Demolition of North Park LGBTQ Historical Site – a Clerical Error?

by on June 3, 2015 · 0 comments

in Environment, History, LGBT rights, San Diego

Paisley Abbey gargoyle 6By Anna Daniels / San Diego Free Press

Doug Porter recently wrote about the after hours demolition of one of San Diego’s two remaining historic Saltbox houses. The Bernie Michels-Thom Carey house at the corner of Florida Street and El Cajon Blvd was bulldozed by contractors working for developer HG Fenton this past Friday, May 29.

San Diego 6News has reported that the demolition permit may have been issued in error and that the city’s Development Services Department is conducting a “forensic review.” If that is the case, it is one helluva oops. A dozen red roses and a Hallmark card won’t put humpty dumpty back together again.

Porter wrote:

“The building in question is considered significant because it includes the space where Bernie Michels and other activists in the early 1970s developed and wrote the initial planning and incorporation documents for the LGBTQ Center for Social Services, now known as The Center.”

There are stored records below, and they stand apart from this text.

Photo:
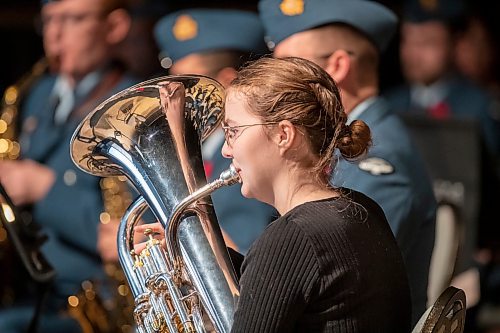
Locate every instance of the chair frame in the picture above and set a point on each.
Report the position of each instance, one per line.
(447, 315)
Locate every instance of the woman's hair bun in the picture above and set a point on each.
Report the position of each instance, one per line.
(354, 140)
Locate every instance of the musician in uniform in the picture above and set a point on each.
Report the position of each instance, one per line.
(433, 88)
(346, 39)
(215, 42)
(66, 202)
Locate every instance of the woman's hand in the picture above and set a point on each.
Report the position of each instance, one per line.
(157, 231)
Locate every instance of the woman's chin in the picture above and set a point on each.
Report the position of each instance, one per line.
(245, 192)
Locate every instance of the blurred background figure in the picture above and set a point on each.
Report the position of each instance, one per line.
(444, 47)
(346, 38)
(429, 33)
(81, 45)
(215, 43)
(139, 51)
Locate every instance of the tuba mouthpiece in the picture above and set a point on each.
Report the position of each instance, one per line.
(230, 176)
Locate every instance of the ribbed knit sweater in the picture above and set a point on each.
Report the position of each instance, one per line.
(331, 265)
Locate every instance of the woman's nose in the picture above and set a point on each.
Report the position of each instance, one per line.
(226, 150)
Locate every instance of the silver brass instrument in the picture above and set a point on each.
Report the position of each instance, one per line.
(151, 133)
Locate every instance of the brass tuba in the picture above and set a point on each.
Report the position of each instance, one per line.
(151, 133)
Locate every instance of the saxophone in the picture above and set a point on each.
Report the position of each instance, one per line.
(10, 150)
(91, 308)
(151, 133)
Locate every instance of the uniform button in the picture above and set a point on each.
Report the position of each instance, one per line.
(69, 177)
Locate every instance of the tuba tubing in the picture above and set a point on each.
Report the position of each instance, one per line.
(151, 133)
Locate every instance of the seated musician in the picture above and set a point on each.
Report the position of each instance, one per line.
(330, 262)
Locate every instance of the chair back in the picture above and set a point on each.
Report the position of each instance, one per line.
(446, 315)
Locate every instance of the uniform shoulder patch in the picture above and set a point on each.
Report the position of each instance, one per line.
(376, 166)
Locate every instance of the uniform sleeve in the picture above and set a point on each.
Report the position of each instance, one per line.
(278, 275)
(71, 210)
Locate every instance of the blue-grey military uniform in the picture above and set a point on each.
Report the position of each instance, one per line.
(463, 99)
(192, 31)
(68, 214)
(392, 173)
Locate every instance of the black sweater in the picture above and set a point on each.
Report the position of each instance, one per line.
(325, 266)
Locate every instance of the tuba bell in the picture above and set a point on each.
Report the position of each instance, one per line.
(151, 133)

The after hour demolition is hardly a one off. SDFP reader Rick left a comment that the Kentucky Fried Chicken site in North Park was an illegal rebuild (2007) as was the Jack in the Box (2011). Dorian Hargrove at The Reader reported that “In August of 2013 Judge Timothy Taylor ruled that the City looked the other way while retailer Walmart converted a Sherman Heights warehouse, once a neighborhood farmer’s market, into a 42,000 square-foot retail store.”

There are a few of us still kicking around who can remember the midnight demolition of the then Jack Murphy Stadium in 1997 which circumvented a referendum on the proposed expansion. This is a great time to re-read Matt Potter’s 2002 article The Scandal that is the Stadium.